Most weekdays in winter when the lakefront path is often dangerously iced over, I commute by bike from the North Shore down Clark Street to the Millennium Park bike station, otherwise known by its sponsor name, McDonald’s Cycle Center. (My film-making friend from New York, Clarence Eckerson, made a nice short video about the bike station for a great blog on urban commuting around the world called streetfilms.org.)
As I pass the Chinese consulate at the northwest corner of Erie and Clark, an older man, probably in his mid-60s, waves me by with a big smile and his giant Tibetan flag, as if I’m finishing the Indy 500 in Tibet. He often shouts something as I ride past, like, “Good for you for wearing a helmet!” The man stands across the street from the consulate along Erie most days, protesting Chinese policy in Tibet.

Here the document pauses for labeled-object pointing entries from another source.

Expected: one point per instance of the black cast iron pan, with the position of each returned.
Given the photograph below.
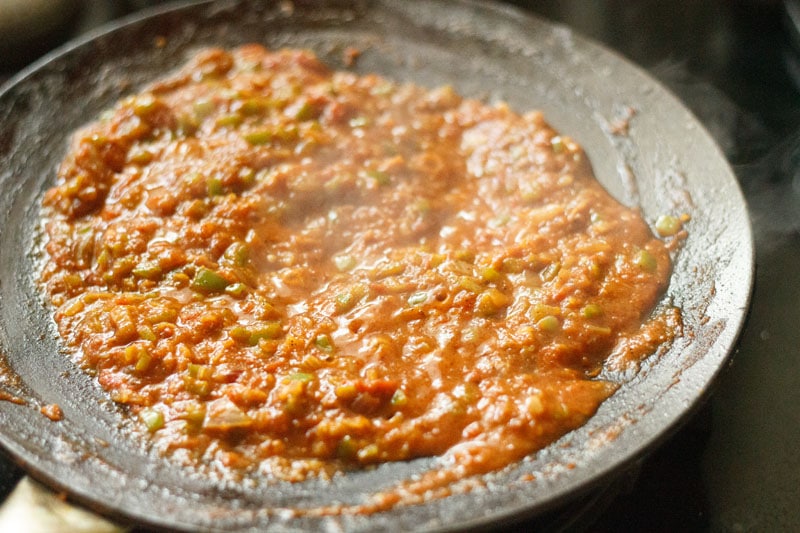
(646, 148)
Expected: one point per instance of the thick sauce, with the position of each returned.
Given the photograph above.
(283, 267)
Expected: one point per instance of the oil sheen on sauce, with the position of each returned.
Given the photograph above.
(280, 267)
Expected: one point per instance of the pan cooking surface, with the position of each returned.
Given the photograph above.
(644, 146)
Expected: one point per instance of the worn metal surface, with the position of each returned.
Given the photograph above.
(646, 148)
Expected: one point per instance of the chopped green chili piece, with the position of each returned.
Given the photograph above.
(350, 297)
(238, 253)
(252, 335)
(550, 271)
(324, 343)
(549, 324)
(206, 280)
(399, 398)
(152, 418)
(591, 311)
(667, 225)
(151, 271)
(143, 363)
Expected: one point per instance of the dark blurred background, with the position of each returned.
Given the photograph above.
(735, 465)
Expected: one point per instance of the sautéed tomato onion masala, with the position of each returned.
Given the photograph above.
(291, 270)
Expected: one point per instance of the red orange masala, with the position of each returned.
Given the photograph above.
(279, 266)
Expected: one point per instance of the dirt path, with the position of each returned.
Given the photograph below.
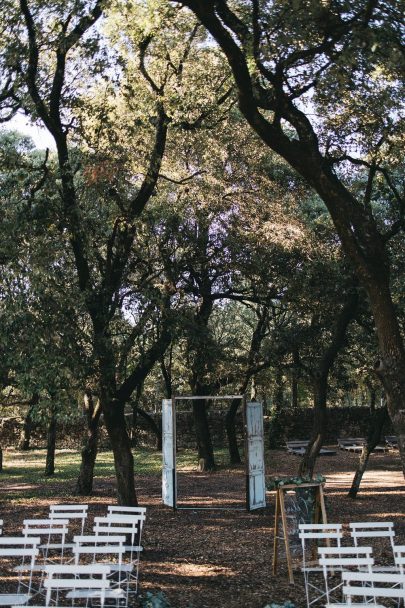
(222, 558)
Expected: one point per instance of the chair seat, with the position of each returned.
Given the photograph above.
(109, 594)
(354, 605)
(135, 548)
(17, 599)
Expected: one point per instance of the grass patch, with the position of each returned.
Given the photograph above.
(23, 472)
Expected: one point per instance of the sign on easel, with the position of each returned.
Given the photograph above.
(295, 505)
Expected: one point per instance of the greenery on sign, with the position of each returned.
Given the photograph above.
(287, 604)
(279, 482)
(155, 600)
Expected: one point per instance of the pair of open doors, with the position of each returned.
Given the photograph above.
(254, 442)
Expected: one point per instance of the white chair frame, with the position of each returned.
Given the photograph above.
(339, 558)
(48, 528)
(99, 547)
(69, 512)
(316, 532)
(370, 588)
(94, 585)
(131, 525)
(373, 529)
(11, 546)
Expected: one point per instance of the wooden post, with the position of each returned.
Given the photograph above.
(275, 547)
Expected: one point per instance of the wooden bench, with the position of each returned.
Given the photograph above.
(298, 448)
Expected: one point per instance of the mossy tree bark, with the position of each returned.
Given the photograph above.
(92, 411)
(320, 378)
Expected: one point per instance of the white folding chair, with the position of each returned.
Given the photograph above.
(370, 587)
(131, 526)
(21, 548)
(69, 512)
(334, 559)
(82, 582)
(310, 535)
(374, 530)
(52, 532)
(101, 548)
(119, 510)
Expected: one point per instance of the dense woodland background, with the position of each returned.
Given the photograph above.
(222, 212)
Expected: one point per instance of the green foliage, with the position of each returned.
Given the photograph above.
(286, 604)
(279, 482)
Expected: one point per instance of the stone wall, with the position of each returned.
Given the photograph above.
(343, 422)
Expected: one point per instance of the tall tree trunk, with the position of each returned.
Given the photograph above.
(135, 408)
(390, 368)
(121, 446)
(154, 427)
(294, 379)
(231, 432)
(203, 435)
(276, 427)
(320, 390)
(320, 378)
(377, 421)
(92, 410)
(51, 443)
(361, 238)
(25, 437)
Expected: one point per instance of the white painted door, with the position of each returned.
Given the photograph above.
(169, 489)
(255, 455)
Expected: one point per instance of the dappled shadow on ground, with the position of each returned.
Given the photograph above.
(222, 558)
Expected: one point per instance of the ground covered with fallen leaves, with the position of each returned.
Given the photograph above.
(211, 552)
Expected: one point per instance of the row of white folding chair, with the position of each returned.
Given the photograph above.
(334, 533)
(341, 558)
(69, 511)
(106, 547)
(77, 582)
(26, 550)
(370, 587)
(131, 526)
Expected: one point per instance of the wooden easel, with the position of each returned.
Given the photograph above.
(319, 514)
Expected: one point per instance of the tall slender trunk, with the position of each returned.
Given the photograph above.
(51, 443)
(377, 421)
(121, 446)
(135, 408)
(320, 378)
(154, 427)
(390, 368)
(320, 391)
(276, 425)
(92, 410)
(203, 435)
(231, 431)
(25, 437)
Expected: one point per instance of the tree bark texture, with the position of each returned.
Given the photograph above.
(92, 410)
(205, 448)
(25, 438)
(377, 420)
(51, 445)
(276, 430)
(123, 459)
(230, 426)
(320, 391)
(320, 378)
(353, 219)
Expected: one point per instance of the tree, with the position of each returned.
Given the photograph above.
(292, 62)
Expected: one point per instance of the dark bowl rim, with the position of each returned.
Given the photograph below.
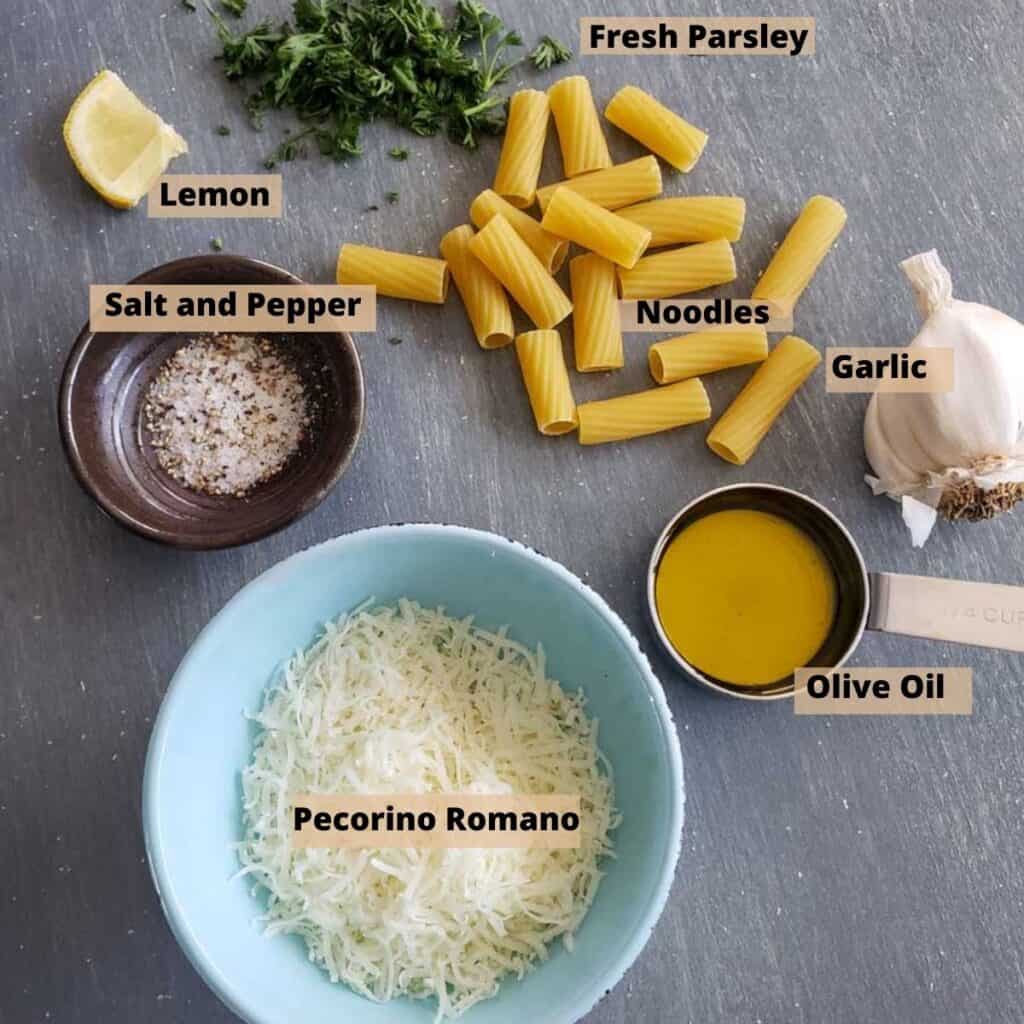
(303, 505)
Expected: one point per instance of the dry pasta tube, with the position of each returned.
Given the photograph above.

A little Googling led me to this post by Tenzin Dasel about my flag-waving friend. His name is Phil Berkman. And I must say, he’s a dedicated protester. The past week or so, the temperature in the morning as I ride by Phil has been in the high single digits or the low double digits (Fahrenheit). In addition to Phil, there are often one or two other people seated in the Lotus position along the wall of the building facing the entrance of the consulate, meditating in silent protest.
Now, I don’t mind the cold. I have the right winter gear and by the time I reach Erie and Clark, I’m toasty warm, sweating, even. But Phil’s friends are meditating in frigid temperatures! Even Phil, with his occasional flag-waving, is standing in the cold.
I think tomorrow I will stop and say hello to Phil, now that I know his name. I will also take his picture and post it here.
In the meantime, I look forward to my continued success at wining the daily Tibetan 500.